Segundo o release, “Rebirth” é um álbum que tinha por tema “uma civilização reconstruindo o mundo”. Desde 2020 vivemos o drama da pandemia, em que precisamos nos adaptar a uma nova realidade, pensar um mundo diferente, e, principalmente, melhor. Quais semelhanças observa entre a proposta do álbum de 2001 e a realidade em que vivemos?
O “Rebirth” é muito apropriado para o momento que estamos vivendo porque naquela época, no ano 2000, existia uma série de lendas a respeito do fim do mundo, mas tudo era muito vago, muito abstrato, e nada, de fato, se concretizou, e as pessoas tiveram pouca reflexão sobre a reconstrução de um mundo melhor, sobre como ser melhor diante das problemáticas, ser mais ou menos empático com os problemas das outras pessoas. A história do “Rebirth” fala de um desastre muito maior, que nos forçou a construir um mundo melhor, a rever a maneira que o mundo foi construído. E ela foi completamente fantástica na época, uma história fictícia, distópica, comparada com o que estava acontecendo, que era uma evolução tecnológica e um momento da economia mundial crescendo; a realidade era muito diferente da história que o “Rebirth” contava. Hoje ela se espelha de uma maneira muito melhor, porque realmente a gente viveu um trauma, uma pandemia que trouxe cicatrizes na sociedade, tanto no plano individual quanto coletivo, e que fez todo mundo, de alguma maneira, refletir sobre o que somos, como a gente se organiza, nos fez rever uma série de hábitos. Tudo isso torna o “Rebirth” muito atual, e foi muito legal porque ele passa a ser a trilha sonora desse retorno para as pessoas que gostam desse tipo de música.

E a pandemia, de que forma ela vai influenciar o que os fãs irão ouvir no próximo álbum?

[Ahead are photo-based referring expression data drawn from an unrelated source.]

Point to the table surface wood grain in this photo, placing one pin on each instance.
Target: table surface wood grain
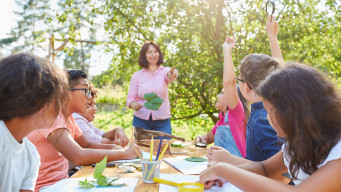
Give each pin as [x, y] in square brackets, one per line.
[188, 149]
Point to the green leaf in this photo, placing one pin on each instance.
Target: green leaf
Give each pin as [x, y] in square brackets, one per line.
[99, 168]
[153, 101]
[176, 145]
[195, 159]
[85, 184]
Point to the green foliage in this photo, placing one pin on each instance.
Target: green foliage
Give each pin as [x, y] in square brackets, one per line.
[153, 101]
[101, 180]
[191, 34]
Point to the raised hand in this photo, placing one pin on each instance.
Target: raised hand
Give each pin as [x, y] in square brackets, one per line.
[228, 44]
[271, 27]
[172, 74]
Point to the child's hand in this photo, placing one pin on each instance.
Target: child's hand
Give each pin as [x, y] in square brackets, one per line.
[200, 139]
[229, 44]
[217, 153]
[209, 177]
[271, 26]
[172, 74]
[120, 138]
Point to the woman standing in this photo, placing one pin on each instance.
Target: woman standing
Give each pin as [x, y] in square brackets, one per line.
[153, 78]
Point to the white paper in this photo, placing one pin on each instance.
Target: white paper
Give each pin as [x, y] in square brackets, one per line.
[145, 155]
[228, 187]
[72, 185]
[186, 167]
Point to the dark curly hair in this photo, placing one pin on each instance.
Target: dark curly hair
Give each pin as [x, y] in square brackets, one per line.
[308, 110]
[143, 60]
[27, 83]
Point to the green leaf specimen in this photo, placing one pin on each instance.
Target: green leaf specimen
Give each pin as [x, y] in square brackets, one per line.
[101, 180]
[153, 101]
[195, 159]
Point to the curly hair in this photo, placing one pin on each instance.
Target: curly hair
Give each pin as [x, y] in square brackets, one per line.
[254, 68]
[27, 83]
[308, 110]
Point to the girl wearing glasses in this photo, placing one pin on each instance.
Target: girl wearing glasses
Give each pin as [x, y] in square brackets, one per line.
[31, 96]
[304, 108]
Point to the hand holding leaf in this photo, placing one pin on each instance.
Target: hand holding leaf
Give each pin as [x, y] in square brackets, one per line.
[153, 101]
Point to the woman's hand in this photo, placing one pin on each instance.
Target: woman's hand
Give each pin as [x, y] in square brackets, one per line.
[217, 153]
[172, 74]
[228, 44]
[135, 105]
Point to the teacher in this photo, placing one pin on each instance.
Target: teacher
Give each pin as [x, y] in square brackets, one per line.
[153, 78]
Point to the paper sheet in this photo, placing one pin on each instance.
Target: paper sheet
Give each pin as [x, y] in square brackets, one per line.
[228, 187]
[186, 167]
[145, 155]
[72, 185]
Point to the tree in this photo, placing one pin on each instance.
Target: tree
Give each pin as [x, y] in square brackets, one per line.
[191, 34]
[29, 35]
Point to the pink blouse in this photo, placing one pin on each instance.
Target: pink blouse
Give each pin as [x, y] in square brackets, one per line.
[143, 82]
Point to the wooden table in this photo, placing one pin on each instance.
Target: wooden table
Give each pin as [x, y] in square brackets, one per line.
[188, 147]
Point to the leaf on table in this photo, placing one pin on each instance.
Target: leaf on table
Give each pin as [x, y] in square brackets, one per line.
[195, 159]
[85, 184]
[176, 145]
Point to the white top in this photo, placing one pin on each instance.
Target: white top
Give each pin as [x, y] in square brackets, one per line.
[92, 133]
[334, 154]
[19, 162]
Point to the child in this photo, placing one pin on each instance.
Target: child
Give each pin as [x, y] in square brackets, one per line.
[31, 96]
[92, 133]
[229, 131]
[261, 140]
[304, 109]
[65, 142]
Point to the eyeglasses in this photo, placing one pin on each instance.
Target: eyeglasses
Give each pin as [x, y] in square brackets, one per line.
[241, 80]
[87, 92]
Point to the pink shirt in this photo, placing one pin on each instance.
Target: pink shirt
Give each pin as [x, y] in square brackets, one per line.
[54, 166]
[237, 124]
[143, 82]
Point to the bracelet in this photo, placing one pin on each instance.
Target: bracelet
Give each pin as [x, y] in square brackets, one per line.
[261, 163]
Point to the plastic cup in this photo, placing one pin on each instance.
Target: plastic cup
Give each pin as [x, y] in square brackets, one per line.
[150, 169]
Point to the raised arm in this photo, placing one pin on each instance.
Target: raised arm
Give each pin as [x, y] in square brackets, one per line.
[272, 30]
[229, 77]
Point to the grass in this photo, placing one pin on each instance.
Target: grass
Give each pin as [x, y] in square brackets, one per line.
[187, 129]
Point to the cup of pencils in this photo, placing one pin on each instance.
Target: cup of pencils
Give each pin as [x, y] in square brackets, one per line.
[151, 166]
[150, 169]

A pandemia foi algo completamente generalizado, então não tem ninguém que não vá ouvir o álbum com os “ouvidos” transformados. Acho que as pessoas estão mais sensibilizadas, fragilizadas, consideram mais com quem elas se relacionam de maneira próxima, de maneira física. Você entende que estão todos vulneráveis igualmente na sociedade, independente de classe social, das diferenças. Somos todos vulneráveis a intempéries que estão além do nosso controle. Apesar do ser humano ter a ciência e tecnologia que evoluíram tanto, ainda assim somos vulneráveis às mudanças da natureza. E nós, da banda, estamos sensibilizados igualmente, acho que isso nos conecta, existe uma ferida aberta que ainda não se manifesta de maneira clara; acho que, com o tempo, a gente vai ver como isso se manifesta em cada pessoa. A música do Angra tem sempre a intenção de botar o dedo na ferida, mas também de assoprar e dar esperança de que as feridas se curem, pois os ciclos passam e se renovam.

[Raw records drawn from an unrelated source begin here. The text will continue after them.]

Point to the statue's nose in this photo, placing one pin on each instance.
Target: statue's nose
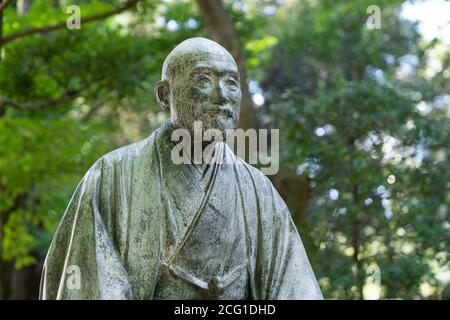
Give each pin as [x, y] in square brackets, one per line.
[218, 94]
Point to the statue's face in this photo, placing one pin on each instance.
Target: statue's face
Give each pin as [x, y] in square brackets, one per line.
[207, 90]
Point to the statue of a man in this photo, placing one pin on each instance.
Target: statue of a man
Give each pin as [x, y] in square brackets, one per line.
[139, 226]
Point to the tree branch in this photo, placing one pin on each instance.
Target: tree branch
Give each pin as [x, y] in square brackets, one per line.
[4, 4]
[63, 25]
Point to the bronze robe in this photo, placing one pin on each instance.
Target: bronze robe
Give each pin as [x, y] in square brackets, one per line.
[139, 226]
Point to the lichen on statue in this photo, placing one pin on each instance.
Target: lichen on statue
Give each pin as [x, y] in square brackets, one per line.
[139, 226]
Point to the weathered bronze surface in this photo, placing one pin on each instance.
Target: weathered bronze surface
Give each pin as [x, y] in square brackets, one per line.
[139, 226]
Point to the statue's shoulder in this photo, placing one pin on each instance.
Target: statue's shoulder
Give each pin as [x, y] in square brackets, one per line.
[130, 152]
[259, 179]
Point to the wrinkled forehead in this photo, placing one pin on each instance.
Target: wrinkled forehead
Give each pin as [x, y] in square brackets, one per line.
[215, 59]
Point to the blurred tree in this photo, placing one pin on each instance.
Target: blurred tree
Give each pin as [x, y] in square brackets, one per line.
[353, 123]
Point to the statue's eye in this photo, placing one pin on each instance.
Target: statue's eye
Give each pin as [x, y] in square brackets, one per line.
[232, 83]
[203, 81]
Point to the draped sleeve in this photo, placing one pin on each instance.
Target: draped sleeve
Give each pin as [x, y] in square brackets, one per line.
[282, 268]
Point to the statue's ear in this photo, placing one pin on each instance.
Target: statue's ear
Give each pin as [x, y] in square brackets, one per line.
[162, 94]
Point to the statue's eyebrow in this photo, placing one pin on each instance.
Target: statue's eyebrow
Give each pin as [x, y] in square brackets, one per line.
[201, 69]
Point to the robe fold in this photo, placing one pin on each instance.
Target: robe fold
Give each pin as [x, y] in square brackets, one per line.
[139, 226]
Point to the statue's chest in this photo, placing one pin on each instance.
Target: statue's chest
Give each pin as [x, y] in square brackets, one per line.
[208, 259]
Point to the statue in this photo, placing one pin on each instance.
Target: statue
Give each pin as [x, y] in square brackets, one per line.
[139, 226]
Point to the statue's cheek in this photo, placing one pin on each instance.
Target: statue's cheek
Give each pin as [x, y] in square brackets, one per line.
[200, 93]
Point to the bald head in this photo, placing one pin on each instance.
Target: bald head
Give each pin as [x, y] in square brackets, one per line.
[200, 82]
[192, 51]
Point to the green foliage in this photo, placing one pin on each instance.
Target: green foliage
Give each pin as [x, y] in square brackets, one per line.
[377, 166]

A banda, aliás, já iniciou o processo de composição do próximo trabalho. Como tem sido esse reencontro, já surgiram muitas ideias e composições? E qual a previsão para o lançamento do sucessor de “ØMNI”?

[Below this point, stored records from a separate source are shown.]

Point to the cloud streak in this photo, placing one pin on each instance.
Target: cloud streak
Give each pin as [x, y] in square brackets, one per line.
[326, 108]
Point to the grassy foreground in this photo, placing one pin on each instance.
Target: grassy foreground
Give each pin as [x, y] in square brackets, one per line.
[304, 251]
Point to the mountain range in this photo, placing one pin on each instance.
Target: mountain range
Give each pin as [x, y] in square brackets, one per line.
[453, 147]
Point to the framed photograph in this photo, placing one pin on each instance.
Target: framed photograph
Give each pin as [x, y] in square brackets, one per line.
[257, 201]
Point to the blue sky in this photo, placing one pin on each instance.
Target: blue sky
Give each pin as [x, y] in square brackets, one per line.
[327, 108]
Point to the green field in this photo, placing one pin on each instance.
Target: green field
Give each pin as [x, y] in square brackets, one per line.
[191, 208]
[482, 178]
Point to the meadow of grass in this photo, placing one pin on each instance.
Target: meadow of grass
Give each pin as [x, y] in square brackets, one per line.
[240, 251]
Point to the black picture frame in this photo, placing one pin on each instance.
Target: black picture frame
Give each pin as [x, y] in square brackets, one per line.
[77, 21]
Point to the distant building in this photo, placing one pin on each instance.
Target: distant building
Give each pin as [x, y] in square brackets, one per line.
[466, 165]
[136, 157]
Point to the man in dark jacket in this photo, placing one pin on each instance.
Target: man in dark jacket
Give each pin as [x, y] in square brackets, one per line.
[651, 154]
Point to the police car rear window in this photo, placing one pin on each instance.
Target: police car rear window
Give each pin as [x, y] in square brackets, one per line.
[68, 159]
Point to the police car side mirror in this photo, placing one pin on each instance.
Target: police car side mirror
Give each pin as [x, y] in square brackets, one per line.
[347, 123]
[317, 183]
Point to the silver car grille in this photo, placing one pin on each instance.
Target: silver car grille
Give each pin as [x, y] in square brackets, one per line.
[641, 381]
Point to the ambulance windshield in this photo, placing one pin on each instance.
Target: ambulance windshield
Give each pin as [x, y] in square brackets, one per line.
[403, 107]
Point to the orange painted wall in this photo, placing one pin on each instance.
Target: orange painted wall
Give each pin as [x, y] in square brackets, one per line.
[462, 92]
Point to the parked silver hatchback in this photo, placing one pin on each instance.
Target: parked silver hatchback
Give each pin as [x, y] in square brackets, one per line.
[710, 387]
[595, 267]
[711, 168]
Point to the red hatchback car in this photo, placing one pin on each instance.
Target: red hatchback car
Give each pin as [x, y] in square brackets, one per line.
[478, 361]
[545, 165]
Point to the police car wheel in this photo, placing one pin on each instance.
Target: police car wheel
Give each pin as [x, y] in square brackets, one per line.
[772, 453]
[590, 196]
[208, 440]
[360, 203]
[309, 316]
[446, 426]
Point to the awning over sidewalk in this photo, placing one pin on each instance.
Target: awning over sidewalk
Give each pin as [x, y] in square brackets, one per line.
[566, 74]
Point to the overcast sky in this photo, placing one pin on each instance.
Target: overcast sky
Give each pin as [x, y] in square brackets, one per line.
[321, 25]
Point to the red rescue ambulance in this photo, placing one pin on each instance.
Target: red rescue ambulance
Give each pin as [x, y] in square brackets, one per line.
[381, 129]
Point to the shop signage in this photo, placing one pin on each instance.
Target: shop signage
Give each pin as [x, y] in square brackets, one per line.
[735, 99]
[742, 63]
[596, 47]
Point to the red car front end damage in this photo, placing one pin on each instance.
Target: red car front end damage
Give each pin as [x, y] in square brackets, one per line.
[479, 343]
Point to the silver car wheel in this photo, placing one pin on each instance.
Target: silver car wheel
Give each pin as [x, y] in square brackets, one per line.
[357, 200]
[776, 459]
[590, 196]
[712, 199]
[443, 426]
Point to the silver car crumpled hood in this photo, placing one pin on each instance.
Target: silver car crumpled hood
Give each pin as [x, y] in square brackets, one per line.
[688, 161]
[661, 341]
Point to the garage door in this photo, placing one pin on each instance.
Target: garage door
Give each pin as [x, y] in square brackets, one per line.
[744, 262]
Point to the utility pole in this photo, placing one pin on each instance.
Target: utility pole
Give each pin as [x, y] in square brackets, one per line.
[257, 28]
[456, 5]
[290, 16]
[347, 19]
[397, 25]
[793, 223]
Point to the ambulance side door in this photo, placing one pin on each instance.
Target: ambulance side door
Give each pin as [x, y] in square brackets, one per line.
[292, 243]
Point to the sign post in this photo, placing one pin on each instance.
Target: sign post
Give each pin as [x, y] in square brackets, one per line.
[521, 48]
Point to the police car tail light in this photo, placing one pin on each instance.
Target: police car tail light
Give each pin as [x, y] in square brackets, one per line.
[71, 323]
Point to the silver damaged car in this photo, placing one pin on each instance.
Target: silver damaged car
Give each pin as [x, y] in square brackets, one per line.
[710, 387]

Tem sido muito legal com a banda, conversando sobre as músicas, trocando ideias. E é muito legal como um inspira o outro muitas vezes; nos nossos encontros brotam ideias, o encontro gera inspiração. Tem sido muito frutífero, muitas ideias estão aparecendo. Não posso dizer que vai ser um sucessor do “ØMNI” porque muita coisa aconteceu, deu tempo de amadurecermos de várias maneiras, e a gente também está fazendo esse resgate do “Rebirth”, então tem muita coisa incidindo. O “ØMNI” é um clássico, é um dos meus álbuns preferidos do Angra, junto ao “Holy Land” e “Temple of Shadows”, mas acredito que o próximo álbum será o melhor dessa formação, esse é meu objetivo. Porque cada formação é como se fossem bandas diferentes, então é difícil comparar. O melhor álbum do Angra, para mim, é difícil eleger, porque são praticamente três bandas diferentes, e eu amo todas elas, todas essas fases, porque representam minha vida. Pretendo, então, que esse próximo álbum seja o melhor da história da banda, porque pretendo que ele mude a nossa história; o melhor álbum não é só aquele que as pessoas gostam mais, mas que muda a história da banda.